The third session of The Way was held last Friday evening and the session was entitled “Being Human: Fully Alive.” The talk was written by the late John Bazlinton and was read on his behalf by Christine Mangala Frost.
This presentation addressed the purpose of our lives and argued that the purpose of life is not to become religious, or even to become “Christian” or “spiritual” – rather, the purpose of life, according to a Christian understanding, is to become truly human. It is to become what God intended us to be. However, the Christian understanding of what it means to be truly human is something far greater than the limited understanding of much secular thought.
We are all in some sense philosophers, for we ask questions about the meaning of life, and it is important that we address these questions face on – in the words of Socrates: “The un-examined life is not worth living.” However, there are forces in contemporary western society that inhibit our ability to ask these questions.
We live in a materialistic culture that tends to teach us that matter is all that there is. From this it follows that the most important thing in life is acquiring material possessions. In such a context ideas about “good” and “evil” become meaningless; as Dostoyevsky said: “If God does not exist, everything is permissible.” It can appear that the only moral absolute is that there are not moral absolutes. But it takes a great deal of faith to believe this bleak view that life is essentially pointless.
Some people who react to materialism look for “spirituality” in a range of “New Age” type approaches, often picking and choosing from various religious traditions. The problem with this is that such orientations are often rooted in subjective feelings and what seems to work at any given moment. Instead of asking whether something is true, the criterion becomes whether it works, and especially, whether it works for me.
Another alternative to both materialism and “New Age Spirituality” is a Platonic view that sees matter as inferior to the world of the spirit. While there may not be many Platonists around today, such ideas have had an influence on our culture, including on aspects of Christian thinking. However, the Orthodox Church is clear that human beings are both matter and spirit. It is important that we maintain the proper relationship between them, for
whatever our philosophy of life may be, we all face the same facts: we all live on a tiny planet, suspended in the vastness of space; our tiny planet faces horrendous problems – so horrendous that we sometimes want to run away, into empty, materialist lives, into New Age fantasies, or the belief that matter does not matter. To quote the Gospel, we “hear of wars and rumours of wars … famines and earthquakes” (Matthew 24:6-7) and we realize that we “are a mist that appears for a little time and then vanishes” (James 4:14). It is all too easy to fall into either fantasy or despair.

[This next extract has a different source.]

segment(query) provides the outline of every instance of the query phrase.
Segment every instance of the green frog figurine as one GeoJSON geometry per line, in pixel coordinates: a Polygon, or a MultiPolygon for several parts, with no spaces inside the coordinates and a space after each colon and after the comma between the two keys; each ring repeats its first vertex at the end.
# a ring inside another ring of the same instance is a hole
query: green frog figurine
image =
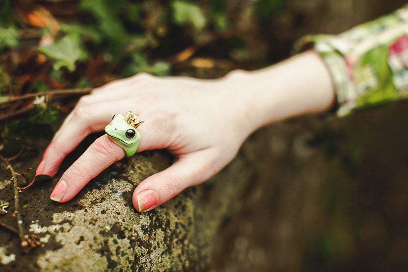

In contrast to such beliefs, Christian belief is rooted in a God who really is – a personal God who acts in human history.
However, Christians also believe that the situation in which we now find ourselves is not natural. Things are not as they should be. The Bible tells us that we were created in the image and likeness of God. We were intended to grow ever more magnificent into the perfect image of God. But instead of evolving and being divinized by God’s grace, we “devolved.” We became less than we were intended to be. Adam and Eve doubted God and broke their trust with the Giver of life and as a result death came into the world.
Sin is not only a crime: not only evil action against our fellowman and against ourselves, and so an offence to God. Sin is also a sickness. When you live out of harmony with life, when you act in a way that is out of harmony with God, the Giver of Life, you die. Little by little, in big or little ways, something inside you dies. You know it, deep inside, when you do something that is out of harmony with life. Something in you gets sick.
However, this sin is not the final word.
Now if Christians just believed in the Fall of Man, our lives would be pretty bleak. In all the confusion, it is easy to forget that Adam and Eve fell away from something. From what? What was the destiny that they abandoned when they abandoned God? It was to become the full image of God, through the love of God. It was to grow to the stature of one person – Jesus Christ.
When we failed to live up to what we were meant to be Jesus Christ came to us, becoming human and conquering death. In Him we see the full meaning of what it means to be in the Image of God, for He is “the express image,” that we are called to become. And it is through the Holy Mysteries that the Church offers to us that we receive medicine for soul and body and something starts to change in us. We are sick and the Church is a hospital in which Someone starts changing us.